Some mystery surrounds the life of Joseph B. Dyer, born in 1840. In 1864 he married Hannah Louise Cook and they had three children, two of whom died in infancy. The couple’s firstborn, Artie, died in 1877 at the age of 11 of acute rheumatism. By February 1866, Joseph owned a 1/16 share in the schooner Arthur Clifford, which he commanded — with the exception of the voyage of the A.L. Putnam in 1868 — until September 1870, when the schooner was withdrawn. Though the circumstances of Joseph’s death are unknown and there is no existing grave, on Feb. 27, 1872 Hannah Louise filed for appointment as administratrix of his estate. Joseph’s death must have taken place sometime between September 1870 and February 1872. It seems odd that a family that took such care to memorialize its other members fails to have done so with Joseph.
James Snow Dyer Jr., the second-born of the nine Dyer children, was captain of the schooner Arthur Clifford in 1868, but as a 20-year-old second mate aboard the 100-ton brig Rienzi, he had survived, along with four others from a crew of 21 souls, a harrowing shipwreck. Having departed on a whaling voyage from Provincetown on April 3, 1846, the Rienzi was returning with a full load of sperm oil when, about 1,200 miles east-southeast of Provincetown, it encountered a severe gale late on the evening of Sept. 15. Dismasted and with its hatches burst, the vessel was knocked down and immediately filled with water, drowning six crew members in the cabin. Others drowned in the foc’s’le or were washed overboard before the Rienzi righted itself, a complete wreck.
James Dyer, one of seven crew members from Provincetown, and the only Provincetown survivor, had been in the cabin but somehow managed to find his way to the deck. The five survivors spent 10 days adrift, lashed to the wreck as the sea breached over them, before being rescued from an inevitable death by the ship Minerva sailing from the Mediterranean.
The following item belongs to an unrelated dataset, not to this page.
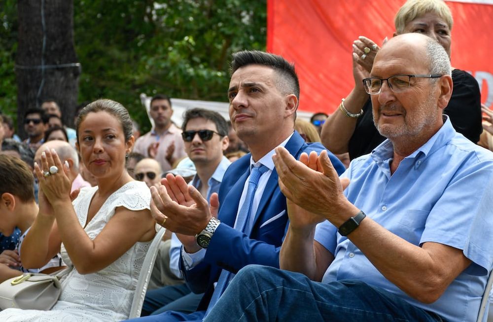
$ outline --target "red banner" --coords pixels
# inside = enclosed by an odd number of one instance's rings
[[[300,109],[331,113],[354,85],[352,45],[364,36],[379,45],[395,31],[405,0],[268,0],[267,50],[294,63]],[[454,17],[452,63],[469,72],[482,102],[493,105],[493,1],[447,1]]]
“No pen,” noted news accounts, “can depict the sufferings of the remaining crew. All the provisions they had for 10 days was about half of a peck basket of bread, which they succeeded in getting from the hold, it having been soaked in salt water for 48 hours. The day before they were taken off, they caught a shark by means of a bowline, the liver of which they ate raw; they tried to drink the blood but found it too bitter. All the water they had during their stay on the wreck they caught by putting an old sheet in the rain during a shower and wringing it when it became wet.” The logbook of the Minerva noted that the “poor fellows were mere skeletons, one being delirious, and would have probably died during the night if he had not been relieved.”
In November 1846, the Barnstable Patriot contemplated the “vicissitudes and destroying power of the sea,” writing that those who “commit their lives and property to the perils of the ocean are peculiarly subject to losses and disappointments.” One can’t help but wonder if, as James Dyer went about his life in the years after the Rienzi tragedy, continuing to tempt fate by going to sea, he reflected on the loss of the Rienzi and the six crew members from Provincetown. He died in 1877 and is buried in Provincetown’s Gifford Cemetery, but the Dyer family plot in Cemetery #2 — where “lost at sea” is etched in marble for Capt. William H. Dyer Jr. — is mere steps away from the tomb of the Small family, whose fate was intertwined with that of the Dyers.
James Small was captain and part owner of the Rienzi and his two sons, Joshua, age 21, and James, age 14, were crew members. None survived the wreck. Captain Small’s wife, Betsy, died just months later of a broken heart.